The ship was quiet. Most people were sleeping soundly, unaware of the drama unfolding in our lives. A light shone under the wardroom door, and I opened it to find Captain Whitmer and Patrick sitting at a table. They looked up at me with sympathetic smiles. Across the room, a group of pilots nursed steaming coffee and talked quietly over a map. I filled my mug and sat down at the table. A few minutes later, our three watch alarms went off simultaneously. At least I wasn’t the only one who couldn’t sleep.
We walked down to the hangar bay with a nonchalance I doubt any of us really felt. I know I didn’t. This was it. A real mission. A combat mission. I thought back to all my training and the instructors who had combat experience. They had seemed better than us, calmer, more assured, more capable. I didn’t feel that way now. I was just a boot lieutenant caught up in something beyond my control. The weight pressed down again, the burden of responsibility and the hope, above all else, that I wouldn’t do anything stupid and get people killed.
I sat on my pack beneath the fluorescent lights and opened cardboard boxes of rifle ammunition.
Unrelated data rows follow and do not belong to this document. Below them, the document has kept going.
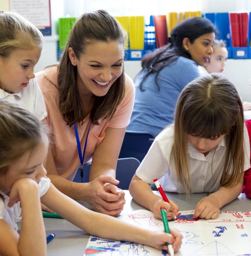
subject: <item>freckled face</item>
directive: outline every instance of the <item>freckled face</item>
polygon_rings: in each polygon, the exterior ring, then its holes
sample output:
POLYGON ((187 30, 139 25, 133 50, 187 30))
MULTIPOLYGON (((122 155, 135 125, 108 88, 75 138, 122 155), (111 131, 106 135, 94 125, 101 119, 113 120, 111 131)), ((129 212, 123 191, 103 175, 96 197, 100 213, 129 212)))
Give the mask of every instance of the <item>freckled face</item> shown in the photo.
POLYGON ((8 195, 14 183, 22 178, 30 178, 39 183, 41 178, 46 175, 43 162, 47 154, 48 145, 46 139, 10 165, 6 173, 0 176, 0 190, 8 195))
POLYGON ((209 62, 206 63, 205 68, 209 73, 222 73, 226 64, 228 52, 225 47, 218 45, 214 47, 214 53, 211 54, 209 62))
POLYGON ((17 49, 6 58, 0 56, 0 87, 5 90, 20 92, 34 78, 34 67, 37 63, 41 49, 17 49))
POLYGON ((200 137, 188 135, 188 139, 199 153, 205 154, 218 146, 225 137, 221 135, 215 139, 204 139, 200 137))

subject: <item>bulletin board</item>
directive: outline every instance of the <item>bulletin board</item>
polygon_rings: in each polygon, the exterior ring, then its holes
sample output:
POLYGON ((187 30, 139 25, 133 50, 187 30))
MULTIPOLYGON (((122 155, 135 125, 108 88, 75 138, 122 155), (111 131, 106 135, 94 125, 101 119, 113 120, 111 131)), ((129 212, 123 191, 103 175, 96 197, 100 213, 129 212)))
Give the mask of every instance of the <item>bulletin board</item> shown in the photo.
POLYGON ((50 0, 9 0, 10 11, 22 15, 40 30, 51 35, 50 0))

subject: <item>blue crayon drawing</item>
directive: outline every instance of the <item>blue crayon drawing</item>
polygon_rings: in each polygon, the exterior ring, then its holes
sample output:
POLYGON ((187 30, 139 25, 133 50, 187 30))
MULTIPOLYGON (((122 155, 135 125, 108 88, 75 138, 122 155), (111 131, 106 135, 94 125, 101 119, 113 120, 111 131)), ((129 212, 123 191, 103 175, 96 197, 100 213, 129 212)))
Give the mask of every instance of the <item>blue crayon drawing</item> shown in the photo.
POLYGON ((220 230, 218 230, 218 231, 213 231, 212 233, 213 234, 214 234, 215 237, 220 237, 225 230, 227 230, 227 228, 226 228, 226 227, 219 226, 219 227, 215 227, 215 228, 219 229, 220 230))
POLYGON ((107 240, 98 237, 92 237, 91 241, 96 242, 97 245, 102 244, 102 247, 89 246, 85 250, 85 255, 94 256, 107 252, 111 252, 111 256, 114 255, 114 252, 116 255, 118 255, 118 252, 119 255, 123 256, 149 255, 149 251, 144 245, 135 243, 107 240), (125 245, 129 245, 129 247, 126 249, 122 247, 125 245))

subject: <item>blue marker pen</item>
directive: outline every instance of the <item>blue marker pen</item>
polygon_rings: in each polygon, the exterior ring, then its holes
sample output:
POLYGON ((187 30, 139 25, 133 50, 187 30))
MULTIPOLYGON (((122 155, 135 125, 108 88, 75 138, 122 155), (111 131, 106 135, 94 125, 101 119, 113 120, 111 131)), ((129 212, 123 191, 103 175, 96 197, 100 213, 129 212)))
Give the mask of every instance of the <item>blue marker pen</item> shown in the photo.
POLYGON ((55 237, 55 234, 54 233, 52 233, 50 234, 46 237, 46 242, 48 244, 54 237, 55 237))

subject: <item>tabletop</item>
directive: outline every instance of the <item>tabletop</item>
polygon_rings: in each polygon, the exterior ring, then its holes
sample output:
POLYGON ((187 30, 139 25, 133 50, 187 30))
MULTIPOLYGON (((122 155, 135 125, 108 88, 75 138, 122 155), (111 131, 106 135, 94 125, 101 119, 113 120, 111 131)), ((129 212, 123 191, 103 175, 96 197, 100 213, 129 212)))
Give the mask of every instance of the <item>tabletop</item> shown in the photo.
MULTIPOLYGON (((132 199, 128 190, 125 191, 126 203, 121 214, 132 212, 136 210, 144 209, 132 199)), ((159 194, 159 192, 155 191, 159 194)), ((207 193, 186 194, 168 193, 168 198, 179 206, 180 211, 193 210, 200 199, 207 193)), ((86 203, 79 203, 90 208, 86 203)), ((221 209, 222 211, 251 211, 251 200, 244 194, 221 209)), ((47 255, 49 256, 83 256, 89 238, 89 235, 67 221, 62 219, 44 218, 46 234, 55 234, 55 238, 47 245, 47 255)))

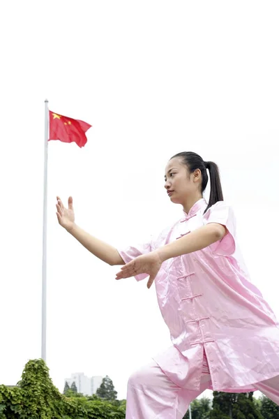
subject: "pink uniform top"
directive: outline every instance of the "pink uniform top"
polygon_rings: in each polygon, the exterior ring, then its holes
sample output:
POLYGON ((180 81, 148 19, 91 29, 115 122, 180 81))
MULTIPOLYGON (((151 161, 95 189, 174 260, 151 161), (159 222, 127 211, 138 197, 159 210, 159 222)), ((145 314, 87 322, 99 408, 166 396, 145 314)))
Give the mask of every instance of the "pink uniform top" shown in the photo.
POLYGON ((279 375, 278 324, 240 267, 232 208, 220 201, 204 214, 206 207, 199 200, 158 238, 119 253, 127 263, 209 223, 227 228, 222 240, 163 263, 155 284, 173 345, 154 360, 177 385, 198 390, 205 352, 213 390, 252 391, 253 383, 279 375))

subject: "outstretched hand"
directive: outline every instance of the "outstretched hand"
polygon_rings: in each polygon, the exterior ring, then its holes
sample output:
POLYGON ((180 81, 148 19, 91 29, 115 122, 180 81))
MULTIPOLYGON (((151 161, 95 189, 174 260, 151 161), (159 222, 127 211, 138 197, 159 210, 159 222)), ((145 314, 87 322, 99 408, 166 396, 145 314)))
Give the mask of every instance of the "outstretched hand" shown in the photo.
POLYGON ((148 274, 149 279, 147 288, 150 288, 162 265, 162 261, 156 251, 135 258, 131 262, 124 265, 121 270, 116 274, 116 279, 130 278, 140 274, 148 274))

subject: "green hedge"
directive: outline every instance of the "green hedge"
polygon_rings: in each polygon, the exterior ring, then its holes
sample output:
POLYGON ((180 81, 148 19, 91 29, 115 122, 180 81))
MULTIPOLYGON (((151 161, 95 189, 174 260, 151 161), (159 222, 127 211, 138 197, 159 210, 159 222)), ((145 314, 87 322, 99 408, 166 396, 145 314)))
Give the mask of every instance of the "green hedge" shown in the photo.
POLYGON ((17 386, 0 385, 0 419, 124 419, 125 408, 96 396, 61 395, 43 360, 27 362, 17 386))

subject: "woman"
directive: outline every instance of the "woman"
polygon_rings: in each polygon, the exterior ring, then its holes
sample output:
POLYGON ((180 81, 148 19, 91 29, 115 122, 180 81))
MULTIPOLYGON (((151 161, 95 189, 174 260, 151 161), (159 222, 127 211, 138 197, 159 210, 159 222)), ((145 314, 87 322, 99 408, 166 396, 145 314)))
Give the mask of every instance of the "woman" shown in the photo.
POLYGON ((183 216, 142 246, 116 250, 75 223, 73 200, 58 198, 59 223, 93 254, 124 265, 116 279, 149 276, 172 346, 131 376, 126 418, 183 418, 206 388, 260 390, 279 404, 279 328, 240 268, 235 219, 223 201, 217 166, 183 152, 169 160, 165 187, 183 216), (202 197, 210 175, 209 202, 202 197))

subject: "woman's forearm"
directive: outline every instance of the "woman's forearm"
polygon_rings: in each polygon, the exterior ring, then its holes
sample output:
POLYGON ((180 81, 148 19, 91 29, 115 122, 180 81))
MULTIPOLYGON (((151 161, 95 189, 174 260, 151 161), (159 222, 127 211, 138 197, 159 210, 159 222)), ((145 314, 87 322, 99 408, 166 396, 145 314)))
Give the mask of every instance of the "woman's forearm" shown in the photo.
POLYGON ((125 262, 115 247, 94 237, 76 224, 73 225, 69 233, 82 246, 101 260, 111 265, 125 265, 125 262))

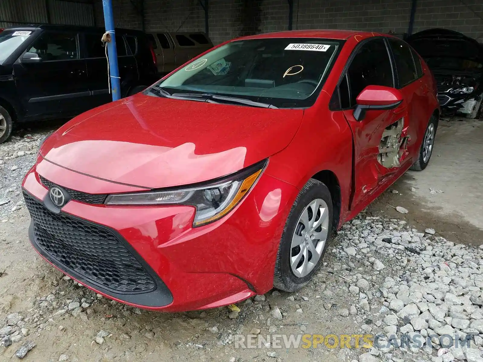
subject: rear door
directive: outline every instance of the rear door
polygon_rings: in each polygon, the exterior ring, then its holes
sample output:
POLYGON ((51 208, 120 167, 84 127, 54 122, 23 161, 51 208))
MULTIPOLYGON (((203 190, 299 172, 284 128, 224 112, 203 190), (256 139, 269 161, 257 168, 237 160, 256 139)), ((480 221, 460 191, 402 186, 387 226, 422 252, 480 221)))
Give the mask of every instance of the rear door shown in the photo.
POLYGON ((363 119, 357 121, 353 111, 359 94, 368 85, 394 87, 395 77, 383 38, 359 44, 349 63, 339 89, 354 138, 354 208, 385 187, 384 183, 395 177, 405 162, 408 109, 405 99, 395 109, 368 111, 363 119))
POLYGON ((174 52, 176 55, 176 68, 191 59, 196 53, 195 42, 184 34, 173 34, 174 52))
MULTIPOLYGON (((176 58, 174 53, 174 43, 167 33, 157 33, 156 37, 159 43, 159 47, 156 53, 156 57, 160 55, 162 58, 162 68, 161 73, 169 73, 176 69, 176 58)), ((156 51, 155 51, 156 52, 156 51)), ((159 69, 158 66, 158 69, 159 69)))
POLYGON ((82 112, 88 104, 89 93, 77 32, 45 30, 26 53, 40 58, 36 63, 22 63, 21 56, 14 66, 26 115, 61 118, 82 112))

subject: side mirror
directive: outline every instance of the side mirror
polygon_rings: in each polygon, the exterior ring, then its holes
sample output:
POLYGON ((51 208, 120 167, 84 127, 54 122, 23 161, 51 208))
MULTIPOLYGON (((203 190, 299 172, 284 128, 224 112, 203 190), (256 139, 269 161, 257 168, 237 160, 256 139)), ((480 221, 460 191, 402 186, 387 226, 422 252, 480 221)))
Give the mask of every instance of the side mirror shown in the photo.
POLYGON ((40 63, 42 59, 35 53, 26 53, 20 59, 20 63, 40 63))
POLYGON ((355 98, 354 118, 362 121, 368 110, 394 109, 401 103, 403 99, 402 93, 395 88, 368 85, 355 98))

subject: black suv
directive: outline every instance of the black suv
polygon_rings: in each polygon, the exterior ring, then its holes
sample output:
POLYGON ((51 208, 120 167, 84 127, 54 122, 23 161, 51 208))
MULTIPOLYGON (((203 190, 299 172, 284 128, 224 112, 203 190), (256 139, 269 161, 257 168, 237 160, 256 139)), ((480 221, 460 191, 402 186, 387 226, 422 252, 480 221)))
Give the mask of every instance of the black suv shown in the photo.
MULTIPOLYGON (((11 28, 0 33, 0 143, 13 122, 72 117, 109 102, 100 28, 11 28)), ((159 79, 146 34, 116 29, 122 97, 159 79)))

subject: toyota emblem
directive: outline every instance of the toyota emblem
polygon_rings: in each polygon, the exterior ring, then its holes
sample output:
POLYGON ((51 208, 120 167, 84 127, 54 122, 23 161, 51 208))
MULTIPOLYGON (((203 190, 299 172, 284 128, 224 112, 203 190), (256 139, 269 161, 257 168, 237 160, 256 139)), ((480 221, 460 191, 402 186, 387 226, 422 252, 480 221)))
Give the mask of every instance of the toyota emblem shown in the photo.
POLYGON ((65 204, 64 192, 57 186, 53 186, 49 190, 49 195, 52 203, 57 208, 61 208, 65 204))

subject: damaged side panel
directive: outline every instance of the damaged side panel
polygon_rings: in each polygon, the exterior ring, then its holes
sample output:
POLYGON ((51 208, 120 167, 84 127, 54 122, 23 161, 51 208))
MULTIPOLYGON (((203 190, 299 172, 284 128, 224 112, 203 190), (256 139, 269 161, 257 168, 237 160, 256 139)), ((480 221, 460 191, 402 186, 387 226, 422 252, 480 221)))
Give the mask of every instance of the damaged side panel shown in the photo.
POLYGON ((400 167, 401 162, 407 155, 406 147, 409 136, 404 128, 404 118, 386 127, 379 144, 377 161, 387 168, 400 167))

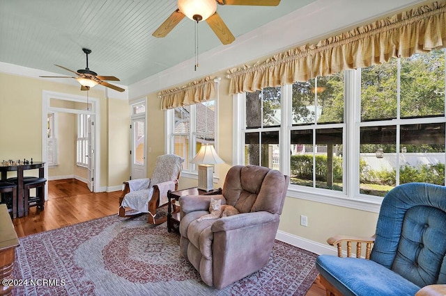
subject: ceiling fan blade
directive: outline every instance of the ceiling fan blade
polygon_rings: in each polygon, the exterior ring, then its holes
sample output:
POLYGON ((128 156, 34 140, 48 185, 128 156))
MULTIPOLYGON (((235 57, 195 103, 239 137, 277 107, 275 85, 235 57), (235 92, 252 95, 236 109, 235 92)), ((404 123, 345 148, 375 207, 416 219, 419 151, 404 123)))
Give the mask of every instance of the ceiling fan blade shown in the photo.
POLYGON ((184 17, 185 17, 185 15, 180 13, 179 9, 177 9, 153 32, 152 35, 154 37, 165 37, 175 28, 175 26, 181 22, 181 19, 183 19, 184 17))
POLYGON ((215 13, 211 15, 206 19, 206 22, 224 44, 231 44, 236 40, 218 13, 215 13))
POLYGON ((79 73, 77 73, 77 72, 73 71, 73 70, 70 70, 70 69, 68 69, 68 68, 66 68, 65 67, 59 66, 59 65, 56 65, 56 64, 54 64, 54 66, 59 67, 61 67, 61 68, 62 68, 62 69, 66 69, 66 70, 67 70, 67 71, 70 71, 70 72, 74 73, 74 74, 75 74, 76 75, 79 75, 79 73))
POLYGON ((112 89, 114 89, 115 90, 117 90, 117 91, 121 92, 123 92, 124 90, 125 90, 123 88, 119 88, 119 87, 118 87, 116 85, 114 85, 113 84, 110 84, 108 82, 105 82, 105 81, 101 81, 101 82, 99 83, 99 84, 100 84, 101 85, 104 85, 105 87, 107 87, 107 88, 110 88, 112 89))
POLYGON ((72 76, 40 76, 39 77, 44 77, 44 78, 77 78, 77 77, 73 77, 72 76))
POLYGON ((220 5, 247 5, 253 6, 277 6, 280 0, 217 0, 220 5))
POLYGON ((112 81, 121 81, 118 78, 114 76, 99 76, 96 75, 96 78, 100 80, 108 80, 112 81))

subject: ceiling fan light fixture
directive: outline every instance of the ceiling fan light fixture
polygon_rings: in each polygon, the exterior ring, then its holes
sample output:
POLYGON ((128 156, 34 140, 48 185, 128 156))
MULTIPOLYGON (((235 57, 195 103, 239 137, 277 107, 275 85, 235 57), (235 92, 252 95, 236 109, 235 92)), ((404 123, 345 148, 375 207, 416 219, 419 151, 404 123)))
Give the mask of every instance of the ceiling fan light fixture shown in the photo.
POLYGON ((79 82, 81 84, 81 85, 89 87, 89 88, 93 88, 93 86, 98 84, 98 83, 94 80, 89 79, 84 77, 77 78, 76 80, 77 81, 77 82, 79 82))
POLYGON ((217 11, 215 0, 178 0, 178 6, 181 13, 196 22, 204 21, 217 11))

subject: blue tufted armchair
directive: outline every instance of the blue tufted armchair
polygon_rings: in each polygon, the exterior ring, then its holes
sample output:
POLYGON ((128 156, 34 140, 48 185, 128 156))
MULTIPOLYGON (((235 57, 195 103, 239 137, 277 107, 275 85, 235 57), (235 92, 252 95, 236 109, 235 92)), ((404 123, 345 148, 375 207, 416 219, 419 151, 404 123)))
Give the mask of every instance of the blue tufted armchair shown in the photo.
POLYGON ((446 187, 397 186, 383 201, 374 237, 337 236, 328 242, 337 245, 338 256, 321 255, 316 260, 327 295, 445 295, 446 187), (365 242, 366 258, 339 258, 346 241, 348 256, 351 242, 357 243, 357 257, 365 242))

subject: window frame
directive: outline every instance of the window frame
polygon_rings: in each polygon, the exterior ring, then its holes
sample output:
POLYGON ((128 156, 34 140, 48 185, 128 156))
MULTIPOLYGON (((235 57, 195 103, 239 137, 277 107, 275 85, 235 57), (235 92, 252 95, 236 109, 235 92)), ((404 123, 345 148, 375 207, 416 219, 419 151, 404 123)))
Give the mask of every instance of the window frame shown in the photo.
MULTIPOLYGON (((335 206, 378 213, 383 199, 382 197, 367 195, 360 193, 359 161, 360 161, 360 129, 362 126, 378 125, 396 125, 413 124, 446 122, 445 116, 433 118, 395 119, 379 122, 361 122, 361 69, 344 71, 344 121, 343 124, 324 124, 325 127, 343 127, 343 157, 344 157, 344 188, 343 191, 330 190, 322 188, 299 186, 290 184, 287 196, 312 202, 335 206), (348 181, 348 180, 353 180, 348 181)), ((295 127, 292 126, 292 85, 282 86, 282 124, 280 126, 280 170, 289 172, 290 160, 283 156, 287 155, 287 148, 290 147, 289 133, 295 127), (286 135, 286 136, 284 136, 286 135)), ((399 81, 398 92, 400 92, 399 81)), ((245 163, 245 94, 233 95, 233 165, 245 163)), ((399 101, 398 101, 399 104, 399 101)), ((445 107, 446 108, 446 104, 445 107)), ((314 125, 317 125, 314 124, 314 125)), ((306 126, 309 128, 311 126, 306 126)), ((397 141, 397 145, 399 143, 397 141)))
POLYGON ((88 156, 86 156, 89 153, 89 136, 87 134, 89 116, 90 116, 89 114, 80 113, 77 115, 77 133, 76 135, 76 165, 86 168, 89 167, 88 156), (81 156, 79 155, 79 149, 82 154, 81 156), (82 158, 86 161, 82 161, 82 158))
MULTIPOLYGON (((218 85, 218 83, 216 83, 218 85)), ((210 99, 208 101, 214 101, 214 148, 215 151, 218 154, 218 125, 219 125, 219 116, 218 116, 218 88, 216 86, 216 93, 217 94, 214 99, 210 99)), ((206 104, 205 101, 200 104, 206 104)), ((197 105, 189 105, 190 108, 190 129, 188 133, 174 133, 174 116, 175 109, 168 109, 166 110, 166 116, 164 117, 164 126, 166 126, 166 142, 165 142, 165 151, 167 154, 174 153, 174 138, 177 135, 188 135, 189 142, 194 143, 194 145, 189 145, 189 156, 190 159, 185 159, 185 162, 189 163, 189 169, 183 169, 181 171, 181 176, 186 178, 198 179, 198 165, 190 163, 190 161, 195 156, 198 151, 197 151, 197 138, 199 137, 201 134, 196 131, 196 114, 197 114, 197 105)), ((218 175, 218 166, 215 166, 214 168, 214 182, 217 182, 220 179, 218 175)))

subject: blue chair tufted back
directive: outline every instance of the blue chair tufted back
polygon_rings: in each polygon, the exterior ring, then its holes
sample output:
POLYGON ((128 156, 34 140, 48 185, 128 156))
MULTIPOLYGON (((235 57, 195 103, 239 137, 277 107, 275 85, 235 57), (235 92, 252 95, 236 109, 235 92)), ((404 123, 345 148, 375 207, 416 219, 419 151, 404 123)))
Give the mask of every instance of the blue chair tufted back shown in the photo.
POLYGON ((384 198, 371 260, 423 287, 446 283, 446 187, 411 183, 384 198))

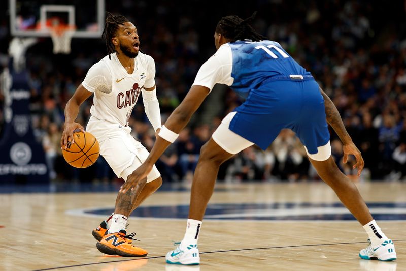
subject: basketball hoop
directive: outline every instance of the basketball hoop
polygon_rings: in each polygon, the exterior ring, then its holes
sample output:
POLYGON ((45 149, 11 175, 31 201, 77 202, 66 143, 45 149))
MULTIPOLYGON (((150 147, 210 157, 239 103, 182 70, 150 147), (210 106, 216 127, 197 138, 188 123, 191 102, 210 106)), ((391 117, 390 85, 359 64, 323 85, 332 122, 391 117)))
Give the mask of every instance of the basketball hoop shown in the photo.
POLYGON ((71 41, 76 27, 74 25, 58 24, 48 26, 52 43, 54 54, 71 53, 71 41))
Live rounds. My hands were shaking as I loaded the magazines. Each bullet weighed about an ounce, a wide brass casing tapering to a lethal, copper-jacketed point. I had loaded thousands of live rounds in training but had never really examined them. They looked dangerous. I wondered whether any of mine would end up inside another human being before the night was over.
We filed past the open elevator shaft to test fire our weapons out over the dark ocean. My rifle cracked and jumped in my hands. The purpose of a test fire isn’t to make sure the gun fires that first time, but to ensure that the next bullet is seated in the chamber, ready to go. The sound of shots reverberated off the metal walls, and acrid cordite hung in the air.
The platoon lined up on the nonskid floor of the ramp leading to the flight deck. Each Marine sat in the order in which he would board the helicopter. That order, when reversed, was how we would hit the ground at Panjgur. Fire teams and machine gun squads sat together. I sat alone at the back, first man off the bird.
Captain Whitmer, bulky in his body armor, called the lieutenants and sergeants over to where he stood in a corner. I expected a last-minute change to the plan or maybe a final reminder of our rules of engagement.
“If any of you screw up and get a Marine killed tonight,” he said without preamble, “I will personally put a bullet in your head.”
I caught Patrick’s eye and we mustered a quiet “Aye-aye, sir.” Captain Whitmer walked off. The hangar bay was too crowded to talk privately with Patrick, so I returned to my place in the line of Marines waiting on the ramp. Whitmer’s comment gnawed at me. Did he not trust us? Did he think we weren’t taking the mission seriously? If it had been an attempt to motivate us, it failed. I tried to put it out of my mind and focus on getting ready to go.
I fitted a rubber life preserver around my neck and pulled on a pair of green Nomex shooting gloves. The life preserver had a carbon dioxide cartridge and a strobe light that would activate upon hitting the water. The gloves would keep my hands from being burned in a fire and allow me to grab weapons hot from shooting.
After all the training, all the classes at Quantico and patrols at Camp Pendleton, I had a picture in my mind of how it would be. Momentous, significant, high drama. But grandiose phrases such as “in harm’s way” and “Godspeed” just didn’t fit. Around me sat a few dozen Marines waiting to launch. I saw ordinary guys doing a job. I didn’t think about the sweep of history, about the Afghan people or protecting America. My mind was on call signs and radio frequencies and the satellite pictures of the Black Hawk. Any fear or reservation disappeared in the task at hand. Sitting there in the dark with my rifle suddenly seemed to be the most natural thing in the world.
Staff Sergeant Marine snapped me back to the hangar bay. “You’ll regret not bringing the mortars, sir, about the time the hajis are overrunning your perimeter.” He was walking along the line of troops, talking to the Marines waiting to leave.
His tone was joking, but I knew he wished he was joining us. I did, too. Before I could answer, the intercom announced, “Call away, call away!” — our signal to board the helos.
Marine clapped my shoulder. “Stay safe tonight.”